Complications: the evidence about complications (such as discomfort or pain) was mixed. One study reported delayed healing in one person following ARP. In another, some people experienced pain and swelling after ARP. Others reported no complications.

Implications for tooth implants: evidence from studies where ARP used animal bones suggests that ARP may make little or no difference to the need to add more bone to the jaw before implants can be inserted. However, we are not confident about this finding. This is because studies reported conflicting findings and did not report their methods clearly.

It is unclear if ARP affects the success of implants, or the appearance of teeth after implantation. This is because too few robust studies have investigated this.

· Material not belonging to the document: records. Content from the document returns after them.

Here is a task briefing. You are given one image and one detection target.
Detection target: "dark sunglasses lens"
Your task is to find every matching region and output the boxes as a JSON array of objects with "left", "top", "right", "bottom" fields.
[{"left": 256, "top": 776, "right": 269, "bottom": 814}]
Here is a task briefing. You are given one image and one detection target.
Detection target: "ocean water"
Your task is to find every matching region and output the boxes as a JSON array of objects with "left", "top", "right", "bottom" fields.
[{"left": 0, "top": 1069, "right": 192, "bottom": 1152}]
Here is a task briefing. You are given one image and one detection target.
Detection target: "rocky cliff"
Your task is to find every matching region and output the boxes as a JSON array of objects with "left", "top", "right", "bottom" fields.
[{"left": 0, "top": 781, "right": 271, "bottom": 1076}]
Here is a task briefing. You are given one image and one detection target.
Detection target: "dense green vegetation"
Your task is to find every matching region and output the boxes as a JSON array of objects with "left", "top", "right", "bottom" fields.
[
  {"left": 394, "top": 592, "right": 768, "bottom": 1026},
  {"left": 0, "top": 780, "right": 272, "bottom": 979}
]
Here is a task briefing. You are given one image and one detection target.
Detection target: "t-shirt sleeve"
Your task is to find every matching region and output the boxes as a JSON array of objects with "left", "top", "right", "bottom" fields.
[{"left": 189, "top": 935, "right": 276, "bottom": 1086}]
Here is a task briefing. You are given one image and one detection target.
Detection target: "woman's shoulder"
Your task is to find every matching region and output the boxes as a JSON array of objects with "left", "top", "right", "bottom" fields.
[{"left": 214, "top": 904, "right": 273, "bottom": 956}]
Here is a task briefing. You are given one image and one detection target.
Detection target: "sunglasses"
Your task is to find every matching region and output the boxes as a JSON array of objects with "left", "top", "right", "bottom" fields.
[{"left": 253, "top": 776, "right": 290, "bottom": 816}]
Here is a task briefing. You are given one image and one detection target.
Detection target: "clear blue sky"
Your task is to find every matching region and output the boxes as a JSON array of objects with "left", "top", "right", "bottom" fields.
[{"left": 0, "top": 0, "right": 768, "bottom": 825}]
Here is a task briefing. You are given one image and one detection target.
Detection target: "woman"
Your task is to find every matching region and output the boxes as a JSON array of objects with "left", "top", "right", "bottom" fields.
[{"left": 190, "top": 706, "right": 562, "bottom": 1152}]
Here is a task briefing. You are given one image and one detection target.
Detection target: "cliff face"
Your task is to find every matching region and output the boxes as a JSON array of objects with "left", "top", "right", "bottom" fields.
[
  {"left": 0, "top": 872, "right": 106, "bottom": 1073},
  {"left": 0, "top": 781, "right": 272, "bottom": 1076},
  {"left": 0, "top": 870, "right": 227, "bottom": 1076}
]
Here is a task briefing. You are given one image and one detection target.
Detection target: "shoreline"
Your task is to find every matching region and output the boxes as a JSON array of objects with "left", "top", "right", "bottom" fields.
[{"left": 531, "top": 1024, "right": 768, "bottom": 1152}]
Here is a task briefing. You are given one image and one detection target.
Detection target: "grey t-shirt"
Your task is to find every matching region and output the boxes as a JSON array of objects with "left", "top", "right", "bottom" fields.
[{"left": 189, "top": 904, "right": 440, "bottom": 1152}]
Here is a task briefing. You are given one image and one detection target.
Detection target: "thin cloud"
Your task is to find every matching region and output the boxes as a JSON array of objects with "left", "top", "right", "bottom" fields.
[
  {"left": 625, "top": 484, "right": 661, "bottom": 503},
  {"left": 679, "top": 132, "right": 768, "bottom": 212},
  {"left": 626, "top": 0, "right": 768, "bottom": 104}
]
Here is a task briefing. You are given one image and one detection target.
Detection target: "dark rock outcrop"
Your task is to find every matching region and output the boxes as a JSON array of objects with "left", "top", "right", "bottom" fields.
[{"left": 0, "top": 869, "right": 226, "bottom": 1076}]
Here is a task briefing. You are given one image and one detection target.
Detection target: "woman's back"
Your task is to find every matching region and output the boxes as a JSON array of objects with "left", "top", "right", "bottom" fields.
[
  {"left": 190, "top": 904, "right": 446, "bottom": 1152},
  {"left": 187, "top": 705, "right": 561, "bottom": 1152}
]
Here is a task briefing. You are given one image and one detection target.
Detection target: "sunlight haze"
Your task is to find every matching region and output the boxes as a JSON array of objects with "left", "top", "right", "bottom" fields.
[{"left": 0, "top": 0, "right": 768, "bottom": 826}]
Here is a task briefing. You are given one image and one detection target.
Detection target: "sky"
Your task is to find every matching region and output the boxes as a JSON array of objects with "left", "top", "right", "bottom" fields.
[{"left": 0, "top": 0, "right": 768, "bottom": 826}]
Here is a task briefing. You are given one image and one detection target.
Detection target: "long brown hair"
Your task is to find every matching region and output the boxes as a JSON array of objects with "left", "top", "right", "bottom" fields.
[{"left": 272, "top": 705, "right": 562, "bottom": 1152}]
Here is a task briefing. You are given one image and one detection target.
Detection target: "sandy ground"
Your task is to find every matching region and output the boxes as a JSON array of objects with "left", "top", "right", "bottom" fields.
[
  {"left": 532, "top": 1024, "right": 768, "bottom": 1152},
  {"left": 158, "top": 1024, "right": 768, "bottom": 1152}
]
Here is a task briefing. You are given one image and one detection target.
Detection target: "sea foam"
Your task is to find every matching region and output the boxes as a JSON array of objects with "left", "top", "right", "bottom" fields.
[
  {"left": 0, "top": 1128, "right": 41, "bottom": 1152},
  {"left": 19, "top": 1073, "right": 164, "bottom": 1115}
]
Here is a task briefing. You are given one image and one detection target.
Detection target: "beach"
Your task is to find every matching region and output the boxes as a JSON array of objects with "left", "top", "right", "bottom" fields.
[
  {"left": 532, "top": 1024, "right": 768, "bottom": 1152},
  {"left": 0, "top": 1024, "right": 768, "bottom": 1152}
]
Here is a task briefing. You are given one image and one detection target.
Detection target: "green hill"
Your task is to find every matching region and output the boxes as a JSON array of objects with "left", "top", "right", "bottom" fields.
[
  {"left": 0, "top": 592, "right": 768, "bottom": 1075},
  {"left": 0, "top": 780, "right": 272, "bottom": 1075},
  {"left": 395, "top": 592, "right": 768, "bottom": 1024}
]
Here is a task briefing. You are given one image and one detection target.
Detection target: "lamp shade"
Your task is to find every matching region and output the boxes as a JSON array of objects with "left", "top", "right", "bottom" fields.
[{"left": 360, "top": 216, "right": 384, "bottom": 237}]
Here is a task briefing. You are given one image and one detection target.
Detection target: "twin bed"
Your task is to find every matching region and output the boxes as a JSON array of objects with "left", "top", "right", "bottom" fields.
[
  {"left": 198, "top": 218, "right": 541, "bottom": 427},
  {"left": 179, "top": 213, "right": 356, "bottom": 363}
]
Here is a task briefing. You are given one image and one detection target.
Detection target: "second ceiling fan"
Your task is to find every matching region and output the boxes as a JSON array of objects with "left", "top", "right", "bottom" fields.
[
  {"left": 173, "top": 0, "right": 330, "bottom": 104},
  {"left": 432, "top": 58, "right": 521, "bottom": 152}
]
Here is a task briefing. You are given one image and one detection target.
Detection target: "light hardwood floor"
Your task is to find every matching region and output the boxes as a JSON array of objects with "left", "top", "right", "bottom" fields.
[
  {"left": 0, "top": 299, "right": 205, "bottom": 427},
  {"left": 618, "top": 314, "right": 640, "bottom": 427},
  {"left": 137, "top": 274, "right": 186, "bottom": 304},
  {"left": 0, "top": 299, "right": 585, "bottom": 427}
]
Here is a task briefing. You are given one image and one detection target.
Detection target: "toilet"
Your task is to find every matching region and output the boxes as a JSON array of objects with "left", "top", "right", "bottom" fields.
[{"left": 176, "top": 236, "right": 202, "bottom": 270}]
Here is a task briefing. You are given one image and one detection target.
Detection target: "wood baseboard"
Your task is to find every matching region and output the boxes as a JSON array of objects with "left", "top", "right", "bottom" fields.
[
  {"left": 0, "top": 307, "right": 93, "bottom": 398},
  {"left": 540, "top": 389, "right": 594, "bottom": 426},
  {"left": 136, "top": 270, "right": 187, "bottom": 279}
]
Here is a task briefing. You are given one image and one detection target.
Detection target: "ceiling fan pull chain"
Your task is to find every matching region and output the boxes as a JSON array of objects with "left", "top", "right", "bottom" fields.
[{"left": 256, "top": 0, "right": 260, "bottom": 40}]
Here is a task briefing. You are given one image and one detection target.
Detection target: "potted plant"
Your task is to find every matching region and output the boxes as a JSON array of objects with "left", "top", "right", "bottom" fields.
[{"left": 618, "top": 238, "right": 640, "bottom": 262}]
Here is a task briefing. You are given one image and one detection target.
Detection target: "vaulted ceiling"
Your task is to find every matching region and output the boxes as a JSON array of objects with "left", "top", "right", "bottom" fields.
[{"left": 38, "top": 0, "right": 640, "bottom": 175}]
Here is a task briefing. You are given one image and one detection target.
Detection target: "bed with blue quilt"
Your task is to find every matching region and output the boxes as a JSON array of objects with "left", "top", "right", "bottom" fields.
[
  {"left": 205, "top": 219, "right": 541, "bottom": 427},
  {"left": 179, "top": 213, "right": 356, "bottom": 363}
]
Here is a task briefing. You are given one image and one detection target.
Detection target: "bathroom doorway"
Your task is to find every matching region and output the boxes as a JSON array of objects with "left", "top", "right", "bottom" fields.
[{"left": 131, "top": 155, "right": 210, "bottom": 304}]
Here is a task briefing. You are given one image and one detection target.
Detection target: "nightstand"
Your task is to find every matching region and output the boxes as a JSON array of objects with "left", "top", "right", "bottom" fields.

Comparisons between different materials

Eight studies compared the use of different ARP materials (animal bone against artificial bone). In general, these studies did not provide sufficiently robust evidence to determine which materials work best.

Bone loss: there was some evidence to suggest that there may be little or no difference in bone loss between animal bone and artificial bone. However, we are not confident about this finding. This is because studies reported conflicting findings and did not report their methods clearly.

Complications: the evidence about complications was mixed. Some studies reported redness, pain or swelling, but others did not report that any complications had occurred.

Implications for tooth implants: evidence suggests that the material used may make little or no difference to the need to add more bone to the jaw before implants can be inserted. However, we are not confident about this finding. This is because studies reported conflicting findings and did not report their methods clearly.

It is unclear if different ARP materials and methods have different effects on the success of implants, or the appearance of teeth after implantation. This is because too few robust studies have investigated this.

What does this mean?

We do not know what works best to preserve jaw bone after tooth extraction. It is not clear :

- if ARP is better than no ARP; or
- if some ARP materials and techniques are better than others.

This is because the evidence currently available is not sufficiently robust.

Future studies that report their methods clearly and follow people over long periods will help to strengthen the evidence and draw conclusions.

How-up-to date is this review?

The evidence is current to March 2021.

Atieh MA , Alsabeeha NHM , Payne AGT , Ali S , Faggion CM Jr , Esposito M . Interventions for replacing missing teeth: alveolar ridge preservation techniques for dental implant site development. Cochrane Database of Systematic Reviews 2021, Issue 4. Art. No.: CD010176. DOI: 10.1002/14651858.CD010176.pub3.